Por que papéis do tempo da sua avó ainda fazem a cabeça de algumas mulheres?

Por que, em pleno século 21, papéis do tempo da sua avó ainda fazem a cabeça de algumas mulheres?

A filósofa Talyta Carvalho, 27 anos, prefere queimar seu filme a seus sutiãs. Ouviu um monte quando publicou, em 2012, o artigo “Não devemos nada ao feminismo” na Folha de S.Paulo. Por e-mail, bombaram mensagens do tipo “volte para o tanque”. “Em dois meses, eu era a menina mais reacionária do país.”

Na faculdade, ela estudou numa sala com dez meninas e 80 caras. Entre eles, sentiu-se “tipo rainha”. Com elas, notou um “ambiente hostil”. Foi aí que o feminismo começou a cheirar a arroz queimado.

A questão é que, para a paulista, lugar de mulher é onde ela quiser. Inclusive em casa, lavando cueca do maridão. Talyta defende que a carapuça feminista não cabe em toda mulher e ninguém deve se constranger por preferir pilotar o fogão à conta bancária própria.

Em pleno século 21, papéis do tempo da vovozinha ainda fazem sentido na cabeça dela. “Você acaba se sentindo feliz de fazer um jantar com seus amigos. E homens ficam felizes em dar presentes para a mulher.”

Mulher V

Casada há um ano, com mestrado orientado por Luiz Felipe Pondé, a filósofa se sente, assim, “meio darwinista”: “Homens que tinham instinto provedor acabaram sobrevivendo mais, e as mulheres que queriam ser cuidadas também. Daí hoje é assim”.
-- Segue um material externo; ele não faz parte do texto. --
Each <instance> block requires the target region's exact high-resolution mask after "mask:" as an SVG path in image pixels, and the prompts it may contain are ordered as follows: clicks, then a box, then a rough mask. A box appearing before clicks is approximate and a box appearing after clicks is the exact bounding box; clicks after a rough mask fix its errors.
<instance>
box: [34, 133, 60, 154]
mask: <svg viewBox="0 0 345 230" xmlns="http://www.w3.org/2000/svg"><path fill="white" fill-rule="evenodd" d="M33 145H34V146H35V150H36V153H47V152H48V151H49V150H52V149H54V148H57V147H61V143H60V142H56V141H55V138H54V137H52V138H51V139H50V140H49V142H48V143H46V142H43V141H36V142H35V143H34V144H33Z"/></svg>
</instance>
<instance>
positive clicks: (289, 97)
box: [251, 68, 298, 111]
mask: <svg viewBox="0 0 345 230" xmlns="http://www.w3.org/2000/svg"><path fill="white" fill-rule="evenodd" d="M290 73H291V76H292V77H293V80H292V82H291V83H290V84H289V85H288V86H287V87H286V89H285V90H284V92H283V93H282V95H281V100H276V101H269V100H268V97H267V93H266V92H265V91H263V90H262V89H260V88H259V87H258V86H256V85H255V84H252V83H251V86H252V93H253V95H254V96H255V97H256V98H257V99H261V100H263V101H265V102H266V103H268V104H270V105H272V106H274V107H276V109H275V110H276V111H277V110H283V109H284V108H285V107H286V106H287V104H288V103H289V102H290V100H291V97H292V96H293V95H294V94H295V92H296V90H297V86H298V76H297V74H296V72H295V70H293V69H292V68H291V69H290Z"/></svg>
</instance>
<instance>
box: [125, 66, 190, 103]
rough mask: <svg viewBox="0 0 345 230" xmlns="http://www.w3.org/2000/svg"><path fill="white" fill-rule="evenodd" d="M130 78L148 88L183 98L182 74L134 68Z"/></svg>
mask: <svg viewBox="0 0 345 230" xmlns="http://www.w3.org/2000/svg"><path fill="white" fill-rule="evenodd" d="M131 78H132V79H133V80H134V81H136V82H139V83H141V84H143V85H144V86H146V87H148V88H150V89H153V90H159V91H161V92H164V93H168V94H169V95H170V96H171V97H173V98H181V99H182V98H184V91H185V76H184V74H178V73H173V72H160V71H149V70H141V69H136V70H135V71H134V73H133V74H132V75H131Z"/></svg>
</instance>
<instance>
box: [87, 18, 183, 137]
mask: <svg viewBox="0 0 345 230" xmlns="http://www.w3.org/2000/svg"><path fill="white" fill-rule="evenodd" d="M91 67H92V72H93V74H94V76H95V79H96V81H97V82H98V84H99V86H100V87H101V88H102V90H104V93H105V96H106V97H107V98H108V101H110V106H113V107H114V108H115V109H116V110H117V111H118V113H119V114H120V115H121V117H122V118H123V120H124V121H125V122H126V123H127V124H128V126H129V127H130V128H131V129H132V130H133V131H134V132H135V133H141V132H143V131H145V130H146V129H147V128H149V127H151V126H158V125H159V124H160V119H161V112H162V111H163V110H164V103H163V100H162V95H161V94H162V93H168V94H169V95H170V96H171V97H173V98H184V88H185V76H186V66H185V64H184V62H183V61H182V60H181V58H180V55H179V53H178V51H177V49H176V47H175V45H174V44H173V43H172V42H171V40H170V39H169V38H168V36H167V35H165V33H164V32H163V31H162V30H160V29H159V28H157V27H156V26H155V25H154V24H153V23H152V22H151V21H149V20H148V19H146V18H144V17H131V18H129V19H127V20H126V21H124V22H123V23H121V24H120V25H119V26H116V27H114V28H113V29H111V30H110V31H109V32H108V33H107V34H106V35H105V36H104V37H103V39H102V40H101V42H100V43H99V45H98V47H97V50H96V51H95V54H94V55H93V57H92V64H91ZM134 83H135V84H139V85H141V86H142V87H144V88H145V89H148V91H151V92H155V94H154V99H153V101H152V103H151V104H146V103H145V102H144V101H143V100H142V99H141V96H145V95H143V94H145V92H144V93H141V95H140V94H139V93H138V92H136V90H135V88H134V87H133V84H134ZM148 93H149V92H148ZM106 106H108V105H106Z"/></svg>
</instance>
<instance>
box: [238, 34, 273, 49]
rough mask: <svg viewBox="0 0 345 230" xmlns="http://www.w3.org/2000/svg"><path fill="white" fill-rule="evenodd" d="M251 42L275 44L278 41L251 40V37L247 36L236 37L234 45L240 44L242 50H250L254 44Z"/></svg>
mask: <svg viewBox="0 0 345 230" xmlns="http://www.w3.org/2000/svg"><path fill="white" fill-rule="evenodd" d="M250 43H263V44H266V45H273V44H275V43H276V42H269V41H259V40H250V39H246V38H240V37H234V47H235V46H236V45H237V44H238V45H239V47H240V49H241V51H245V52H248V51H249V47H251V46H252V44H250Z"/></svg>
É na “mulher virtuosa”, essa “joia preciosa” citada na Bíblia, que outras mulheres se espelham. Caso da pastora e cantora Ana Paula Valadão, 36 anos. Casada há 12 (o pai teve de dar bênção ao noivo), com dois filhos e uma casa com quintal em Belo Horizonte, ela é uma espécie de Ivete Sangalo da música gospel. E defende: “[A mulher] Pode ser mais famosa, ganhar mais do que o marido, como é o caso aqui”. Desde que seja “submissa à liderança dele”. Como é o caso ali. Ana Paula, por exemplo, tem que pedir autorização do também pastor Gustavo para marcar um show.

A evangélica aprova o rótulo Amélia 2.0, que serviria “àquela mulher que ama seu marido, gosta de fazer as coisas para agradá-lo, deixa prontas a roupa para ele usar e a comida que ele gosta”.

Cristiane Cardoso, 39 anos, filha do bispo Edir Macedo, da Igreja Universal, chegou a lançar o livro Mulher virtuosa, que tem a seguinte descrição: “Esqueça tudo o que você já ouviu sobre o que é ser mulher. Hollywood. Revistas femininas. Conselhos de amigas. Filminhos da Disney. Lady Gaga. […] A mulher moderna está fora de moda. Entra a Mulher V. Ela desafia os conceitos e valores da mulher atual. Ela anda na contramão das avenidas feministas”.

Na mesma faixa transita a missionária cearense Deyse Lima, 28. Solteira, ela mora em Cachoeira Paulista (SP), na comunidade católica Canção Nova. Em seu blog, escreve que “não é FEMINISTA” e recorre ao dicionário para explicar a mulher prendada à Tpm: “Dotada de muitas e boas qualidades, e quem tem esmerada educação”. Critica o feminismo por “distorções como a defesa do aborto, o desrespeito ao próprio corpo ou a desvalorização da maternidade”.

E assim voltamos à filósofa Talyta, para quem, em geral, “as mulheres acabam se encaixando muito bem no papel de prover afeto”, enquanto os homens seriam naturalmente predispostos a abrir a carteira.

Exatamente como rezavam as antigas cartilhas sobre o papel da mulher... já não seria o tempo de superá-las?